Let us return to the topic of access to gynecologic surgery during this pandemic and who determines the urgency or elective nature of specific procedures. States including Ohio and Texas have ruled that abortion services are elective, nonessential procedures that should not be performed during this pandemic, despite statements to the contrary by the American College of Obstetricians and Gynecologists and the Society for Family Planning.13 The concerns raised above about bias against socially vulnerable groups in the allocation of limited medical resources likely also apply to the resource of gynecologic surgery. There is existing evidence of racial disparities in route of hysterectomy, such that black women are less likely to undergo minimally invasive hysterectomy than are white women, even after adjusting for confounding medical and surgical factors.14 The same individual-, physician-, and hospital-level factors that contribute to this disparity may influence who does and does not receive gynecologic surgery during the COVID-19 pandemic, and again disproportionately affect black women. Even though departments like our own have offered guidance, such as a recommendation to proceed with scheduled procedures for malignancy or to rule out malignancy, leaving such crucial determinations to be made on a case-by-case basis may ultimately allow for the introduction of implicit bias.

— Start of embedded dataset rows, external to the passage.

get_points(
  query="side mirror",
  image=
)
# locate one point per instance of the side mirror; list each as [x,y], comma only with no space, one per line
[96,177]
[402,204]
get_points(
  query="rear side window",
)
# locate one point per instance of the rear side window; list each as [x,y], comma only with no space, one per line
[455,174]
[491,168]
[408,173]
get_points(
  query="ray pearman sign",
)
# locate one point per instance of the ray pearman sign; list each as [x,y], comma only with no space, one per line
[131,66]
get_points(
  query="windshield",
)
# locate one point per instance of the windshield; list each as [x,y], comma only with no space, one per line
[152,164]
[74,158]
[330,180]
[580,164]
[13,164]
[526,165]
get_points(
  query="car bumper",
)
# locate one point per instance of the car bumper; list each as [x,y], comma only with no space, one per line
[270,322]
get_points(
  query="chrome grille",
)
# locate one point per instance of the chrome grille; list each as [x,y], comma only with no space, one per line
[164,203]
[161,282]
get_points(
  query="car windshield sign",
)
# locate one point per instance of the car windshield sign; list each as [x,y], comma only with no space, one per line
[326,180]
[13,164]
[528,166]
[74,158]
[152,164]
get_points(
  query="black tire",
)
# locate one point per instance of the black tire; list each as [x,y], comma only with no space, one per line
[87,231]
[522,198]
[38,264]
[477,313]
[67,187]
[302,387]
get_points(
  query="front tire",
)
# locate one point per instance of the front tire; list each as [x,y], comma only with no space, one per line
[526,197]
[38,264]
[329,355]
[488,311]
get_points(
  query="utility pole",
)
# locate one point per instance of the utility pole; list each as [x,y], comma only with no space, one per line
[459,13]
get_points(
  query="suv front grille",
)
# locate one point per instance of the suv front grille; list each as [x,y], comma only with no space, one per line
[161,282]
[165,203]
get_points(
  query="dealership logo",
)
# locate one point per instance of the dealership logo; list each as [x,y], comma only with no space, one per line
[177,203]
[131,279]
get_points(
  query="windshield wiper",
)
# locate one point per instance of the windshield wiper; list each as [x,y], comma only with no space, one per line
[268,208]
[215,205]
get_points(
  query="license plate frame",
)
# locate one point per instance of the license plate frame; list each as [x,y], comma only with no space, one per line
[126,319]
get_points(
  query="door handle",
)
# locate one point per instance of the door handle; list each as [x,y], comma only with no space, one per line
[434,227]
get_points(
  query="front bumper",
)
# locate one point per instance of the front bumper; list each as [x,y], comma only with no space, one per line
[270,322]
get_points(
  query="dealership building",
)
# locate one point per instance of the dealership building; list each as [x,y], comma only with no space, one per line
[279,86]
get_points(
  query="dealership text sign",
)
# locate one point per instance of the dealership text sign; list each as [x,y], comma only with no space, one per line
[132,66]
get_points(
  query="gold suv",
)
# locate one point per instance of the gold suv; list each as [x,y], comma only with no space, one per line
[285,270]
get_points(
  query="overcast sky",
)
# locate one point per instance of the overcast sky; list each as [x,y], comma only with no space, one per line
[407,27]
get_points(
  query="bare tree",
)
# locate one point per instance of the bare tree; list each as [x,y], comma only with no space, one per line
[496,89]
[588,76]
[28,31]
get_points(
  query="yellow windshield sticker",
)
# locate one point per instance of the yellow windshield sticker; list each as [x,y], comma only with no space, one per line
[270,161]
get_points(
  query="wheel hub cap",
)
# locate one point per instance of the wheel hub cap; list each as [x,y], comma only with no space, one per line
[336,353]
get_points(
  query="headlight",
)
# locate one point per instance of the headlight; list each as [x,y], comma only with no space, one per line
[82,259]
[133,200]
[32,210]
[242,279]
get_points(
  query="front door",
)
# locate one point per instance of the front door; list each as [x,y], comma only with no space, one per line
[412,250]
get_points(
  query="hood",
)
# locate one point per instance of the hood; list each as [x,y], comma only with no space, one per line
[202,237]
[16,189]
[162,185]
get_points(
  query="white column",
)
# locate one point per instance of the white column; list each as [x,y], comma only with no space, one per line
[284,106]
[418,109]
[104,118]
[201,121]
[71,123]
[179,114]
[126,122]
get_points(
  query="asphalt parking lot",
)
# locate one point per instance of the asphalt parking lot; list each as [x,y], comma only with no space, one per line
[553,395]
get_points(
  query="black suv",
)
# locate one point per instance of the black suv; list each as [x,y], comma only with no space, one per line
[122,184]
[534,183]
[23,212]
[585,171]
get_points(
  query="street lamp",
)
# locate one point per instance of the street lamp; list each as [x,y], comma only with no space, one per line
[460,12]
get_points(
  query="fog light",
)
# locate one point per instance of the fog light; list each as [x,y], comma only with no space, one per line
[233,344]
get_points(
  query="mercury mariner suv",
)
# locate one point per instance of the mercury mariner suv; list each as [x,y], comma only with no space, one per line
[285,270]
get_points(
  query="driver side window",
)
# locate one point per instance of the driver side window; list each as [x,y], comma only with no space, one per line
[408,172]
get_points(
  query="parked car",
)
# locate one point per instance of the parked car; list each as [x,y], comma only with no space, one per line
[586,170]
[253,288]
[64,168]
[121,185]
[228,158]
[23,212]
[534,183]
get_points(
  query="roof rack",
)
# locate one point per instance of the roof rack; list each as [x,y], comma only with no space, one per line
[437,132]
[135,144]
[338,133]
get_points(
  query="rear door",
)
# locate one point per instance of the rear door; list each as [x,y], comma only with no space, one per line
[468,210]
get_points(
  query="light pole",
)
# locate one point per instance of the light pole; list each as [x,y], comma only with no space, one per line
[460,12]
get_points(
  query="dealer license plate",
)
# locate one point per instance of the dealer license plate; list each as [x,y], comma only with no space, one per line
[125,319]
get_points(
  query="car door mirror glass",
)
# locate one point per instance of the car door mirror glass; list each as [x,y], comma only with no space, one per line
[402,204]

As health care systems rapidly enact new policies and procedures to respond to this public health crisis, it is critical to consider the risk of exacerbating existing health inequities. Now is the time to take proactive steps toward creating—and protecting—equity. First, let us acknowledge existing inequities in health outcomes among socially vulnerable populations and the historical systems that have raised the incidence of chronic conditions now associated with risk of death from COVID-19 infection. Next, we must identify at-risk populations in our communities and increase awareness of potential causes of disparities in birth and gynecologic care outcomes for these populations. This might include systematically identifying barriers or challenges to equitable care and proposing practical and feasible solutions, for example, providing culturally and linguistically appropriate means of communication for all patients or childcare services during appointments. It may also include efforts to enhance screening for domestic violence or peripartum depression to identify these particularly vulnerable women and establish robust systems for referral to support services. Finally, we must all remain cognizant of areas where bias or systematic discrimination against vulnerable populations may be introduced into protocols, such as allocation of limited medical resources or decisions about surgical urgency, and then take steps to correct those processes or compensate for any embedded bias. Ultimately, as new policies and protocols are being established for obstetric and gynecologic care in your facility in response to the COVID-19 pandemic, be proactive in creating policy that promotes equity.